Por: Faiver Eduardo Hoyos Pérez
Opinión
El caso del pequeño Lyan Hortúa y su familia parece estar aún lejos de terminar, aunque ya está en casa después de 18 días de angustia nacional; esta no es una historia con final feliz. Lo que se ha descubierto hasta el momento, demuestra que este es un capítulo más del retrato descarnado de un país donde en muchas ocasiones, los hijos pagan por los pecados de sus padres, donde el narcotráfico cobra sus deudas con la inocencia infantil, y donde ostentar riqueza en las redes sociales puede convertirse en una atracción fatal.
Debo ser claro: el secuestro del menor es absolutamente condenable, puesto que ningún niño merece ser arrancado de su hogar, para convertirse en moneda de cambio de una deuda que ni siquiera comprende. Sin embargo, mientras toda Colombia se indignaba, pocos se atrevieron a hacer la pregunta incómoda, ¿cómo llegamos aquí?

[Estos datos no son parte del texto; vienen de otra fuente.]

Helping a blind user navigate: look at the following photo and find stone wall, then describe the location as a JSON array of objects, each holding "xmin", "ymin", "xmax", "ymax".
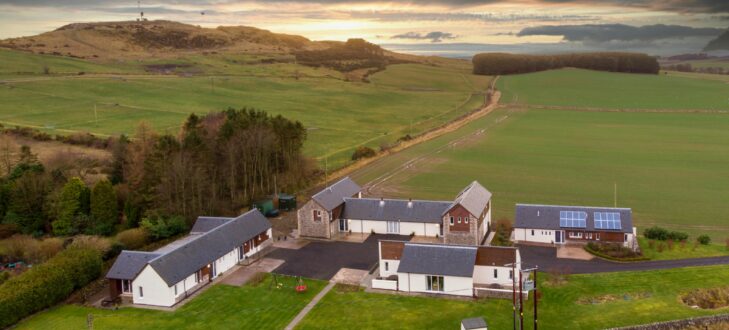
[
  {"xmin": 297, "ymin": 200, "xmax": 331, "ymax": 238},
  {"xmin": 607, "ymin": 314, "xmax": 729, "ymax": 330}
]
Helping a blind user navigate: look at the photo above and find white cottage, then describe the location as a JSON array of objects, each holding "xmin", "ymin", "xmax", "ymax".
[{"xmin": 106, "ymin": 210, "xmax": 272, "ymax": 307}]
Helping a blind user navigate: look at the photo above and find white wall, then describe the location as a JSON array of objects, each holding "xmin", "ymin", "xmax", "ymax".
[
  {"xmin": 514, "ymin": 228, "xmax": 558, "ymax": 244},
  {"xmin": 348, "ymin": 219, "xmax": 387, "ymax": 234},
  {"xmin": 400, "ymin": 273, "xmax": 473, "ymax": 297},
  {"xmin": 379, "ymin": 259, "xmax": 400, "ymax": 278},
  {"xmin": 213, "ymin": 248, "xmax": 238, "ymax": 279},
  {"xmin": 473, "ymin": 266, "xmax": 520, "ymax": 286},
  {"xmin": 132, "ymin": 265, "xmax": 175, "ymax": 307},
  {"xmin": 348, "ymin": 219, "xmax": 439, "ymax": 236},
  {"xmin": 372, "ymin": 279, "xmax": 398, "ymax": 290}
]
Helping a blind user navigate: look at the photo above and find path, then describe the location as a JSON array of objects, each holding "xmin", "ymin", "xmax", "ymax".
[
  {"xmin": 519, "ymin": 245, "xmax": 729, "ymax": 274},
  {"xmin": 285, "ymin": 282, "xmax": 335, "ymax": 330}
]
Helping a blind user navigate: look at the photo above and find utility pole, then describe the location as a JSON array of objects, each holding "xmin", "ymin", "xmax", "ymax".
[
  {"xmin": 507, "ymin": 261, "xmax": 521, "ymax": 330},
  {"xmin": 519, "ymin": 271, "xmax": 524, "ymax": 330},
  {"xmin": 533, "ymin": 269, "xmax": 538, "ymax": 330}
]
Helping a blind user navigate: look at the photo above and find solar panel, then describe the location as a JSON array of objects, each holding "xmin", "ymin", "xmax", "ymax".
[
  {"xmin": 559, "ymin": 211, "xmax": 587, "ymax": 228},
  {"xmin": 594, "ymin": 212, "xmax": 622, "ymax": 230}
]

La respuesta duele tanto como el secuestro mismo, ya que los padres de Lyan al parecer no eran víctimas fortuitas de la violencia aleatoria que azota a Colombia. Según han revelado distintos medios de comunicación como Semana, el padre biológico del niño fue cabecilla de Los Rastrojos, asesinado en 2013. La madre sería presuntamente testaferro y tendría una deuda con esa organización, al final, la gran víctima sería un niño de 11 años de edad.
Mientras el país entero se movilizaba por este caso en particular, miles de niños siguen siendo secuestrados, extorsionados o asesinados en Colombia sin que se vuelvan tendencia en los medios. Sus historias no llegan a los titulares porque sus padres no tienen millones para pagar, porque no hay cámaras de seguridad que graben su tragedia, porque su dolor no genera reacciones o “likes”. Lo cual nos recuerda que estamos en un país caótico, en especial para los menores de edad.

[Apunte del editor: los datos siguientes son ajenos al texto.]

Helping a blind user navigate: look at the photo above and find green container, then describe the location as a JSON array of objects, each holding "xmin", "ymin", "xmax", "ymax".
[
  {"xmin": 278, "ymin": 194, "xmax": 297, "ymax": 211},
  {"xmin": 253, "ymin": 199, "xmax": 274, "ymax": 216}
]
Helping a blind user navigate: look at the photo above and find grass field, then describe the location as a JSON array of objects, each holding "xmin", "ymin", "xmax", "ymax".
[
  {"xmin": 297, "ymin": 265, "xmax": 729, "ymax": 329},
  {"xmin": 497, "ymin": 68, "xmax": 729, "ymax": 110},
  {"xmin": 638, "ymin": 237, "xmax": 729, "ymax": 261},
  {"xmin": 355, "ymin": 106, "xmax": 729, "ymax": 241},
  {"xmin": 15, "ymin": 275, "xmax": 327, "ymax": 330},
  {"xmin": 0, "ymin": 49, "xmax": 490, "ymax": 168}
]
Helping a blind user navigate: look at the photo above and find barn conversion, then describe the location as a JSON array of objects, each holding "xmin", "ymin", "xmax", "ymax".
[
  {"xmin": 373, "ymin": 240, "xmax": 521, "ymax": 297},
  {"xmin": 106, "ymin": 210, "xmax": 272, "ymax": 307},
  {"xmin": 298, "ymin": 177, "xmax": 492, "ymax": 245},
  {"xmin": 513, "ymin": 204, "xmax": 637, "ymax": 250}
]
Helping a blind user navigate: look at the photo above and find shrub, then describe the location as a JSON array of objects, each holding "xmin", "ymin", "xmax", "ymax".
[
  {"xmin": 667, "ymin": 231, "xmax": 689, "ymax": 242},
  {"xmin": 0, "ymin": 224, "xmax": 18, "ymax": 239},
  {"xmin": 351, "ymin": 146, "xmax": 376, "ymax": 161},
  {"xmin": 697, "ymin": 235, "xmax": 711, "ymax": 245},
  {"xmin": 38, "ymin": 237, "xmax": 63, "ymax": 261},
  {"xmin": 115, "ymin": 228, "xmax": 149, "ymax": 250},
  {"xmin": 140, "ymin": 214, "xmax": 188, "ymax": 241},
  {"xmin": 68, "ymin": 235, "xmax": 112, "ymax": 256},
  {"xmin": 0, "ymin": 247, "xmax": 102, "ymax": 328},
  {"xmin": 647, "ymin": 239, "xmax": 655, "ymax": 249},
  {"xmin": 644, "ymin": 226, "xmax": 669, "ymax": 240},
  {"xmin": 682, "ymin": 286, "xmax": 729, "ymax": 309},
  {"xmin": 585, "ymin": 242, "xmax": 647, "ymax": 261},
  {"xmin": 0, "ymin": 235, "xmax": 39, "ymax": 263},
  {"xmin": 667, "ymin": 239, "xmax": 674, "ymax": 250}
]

Volviendo a este caso en particular, el asesinato de Jesús Antonio Cuadros, horas después de la liberación del niño, es el epílogo predecible de esta tragedia. El primo del padrastro, quien negoció el pago del rescate, fue ejecutado por sicarios, y aunque aún no se ha confirmado un vínculo entre los dos hechos, parece ser una clara advertencia de que, en el bajo mundo, las deudas nunca se saldan por completo.
Concuerdo con lo que dijo el presidente, Lyan no tiene la culpa, pero mientras sigamos romantizando el dinero fácil, mientras las redes sociales sigan siendo vitrinas de fortunas inexplicables, mientras el narcotráfico siga permeando cada rincón de nuestra sociedad, habrá más menores de edad siendo víctimas de deudas ajenas; la única diferencia es que la mayoría no tendrá 4 mil millones para pagar su libertad.
¿Qué nos queda entonces de esta oscura historia? Un niño traumatizado de por vida, una familia que deberá huir del país si quiere sobrevivir, pero que seguramente la justicia no lo permitirá hacerlo por los líos y un país que seguirá fingiendo sorpresa cada vez que las organizaciones criminales cobren sus cuentas con sangre inocente.